AutomationLegal & EthicsScraping

CAP for RSL: Implementing License Tokens for Crawlers

Learn how RSL CAP enforces web crawler licensing with Authorization: License tokens, OLP /token issuance, /introspect validation, and 401/402/403 handling.

Ibuki Yamamoto
Ibuki Yamamoto
March 27, 2026 4min read

CAP for RSL: Implementing License Tokens for Crawlers

RSL (Really Simple Licensing) includes CAP (Crawler Authorization Protocol) to enforce licensing with real HTTP authentication—not the “please follow robots.txt” honor system. In practice, CAP makes crawlers present a License Token via an HTTP Authorization header. This guide walks through the shortest reliable implementation path: license discovery, token acquisition via OLP (/token), token presentation (Authorization: License), and error handling via WWW-Authenticate.

What You’ll Learn
  • The CAP-required HTTP headers and status codes
  • How to obtain and validate License Tokens with OLP (/token and optionally /introspect)
  • Implementation patterns for both crawlers and resource servers

How CAP works (the big picture)

CAP is the protocol that tells crawlers: “If this URL is RSL-licensed, you must present a token.” Technically, CAP uses the standard HTTP authentication framework by requiring a License authentication scheme in the Authorization header.
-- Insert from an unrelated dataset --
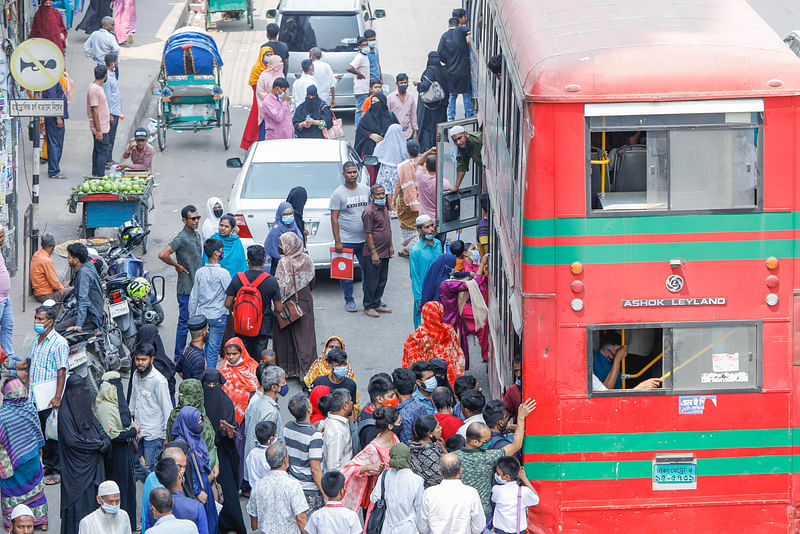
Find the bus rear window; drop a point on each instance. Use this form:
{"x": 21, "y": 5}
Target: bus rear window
{"x": 677, "y": 358}
{"x": 680, "y": 162}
The core request format is:

Authorization: License <license_token>

If the token is valid and the request is permitted, the server returns 200 OK with the content.

The key takeaways

  • Crawlers request protected content using Authorization: License <token>.
  • If the token is missing/invalid, the site returns 401 or 402, and explains what happened via WWW-Authenticate: License ....
  • Crawlers obtain tokens from the license server via OLP /token, and (optionally) validate them with /introspect.

Prerequisite: Discovering RSL licensing

You can’t implement CAP unless a crawler can deterministically discover which resources are RSL-licensed and where the license terms live. A common pattern is to publish a license document URL in robots.txt via a License: directive. The crawler fetches robots.txt, finds the license URL, and downloads the RSL license XML.
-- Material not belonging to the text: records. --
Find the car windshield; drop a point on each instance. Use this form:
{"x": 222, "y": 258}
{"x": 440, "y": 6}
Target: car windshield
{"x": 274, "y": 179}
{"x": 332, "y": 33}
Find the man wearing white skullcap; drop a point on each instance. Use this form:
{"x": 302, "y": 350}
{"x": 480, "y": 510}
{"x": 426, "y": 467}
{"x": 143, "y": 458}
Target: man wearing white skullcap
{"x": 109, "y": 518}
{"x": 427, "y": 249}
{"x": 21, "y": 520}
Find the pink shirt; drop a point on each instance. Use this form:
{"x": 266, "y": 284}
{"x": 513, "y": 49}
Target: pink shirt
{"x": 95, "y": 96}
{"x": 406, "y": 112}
RSL is designed to integrate with existing discovery mechanisms (for example: robots.txt, HTTP headers, and HTML link tags), so you’re not locked into a single channel.

Minimum robots.txt example

User-Agent: *
Allow: /

License: https://example.com/license.xml

If you only need to declare AI-related preferences (for example, whether training is allowed), you can also express policy using IETF “AI Preferences.” RSL’s role is broader: it aims to make the full licensing workflow machine-readable—including how to obtain permission and how payment/compensation rules apply.


Crawler-side implementation

1) Locate the license URL

A typical crawler flow looks like this:

  1. Fetch robots.txt, then parse the License: directive to find the RSL license XML URL.
  2. Fetch the RSL license XML, then determine which URLs (or URL ranges) are covered and—if specified—the server attribute (the License Server base URL).
  3. Based on your intended usage (and any payment requirements), request a License Token from the license server using OLP.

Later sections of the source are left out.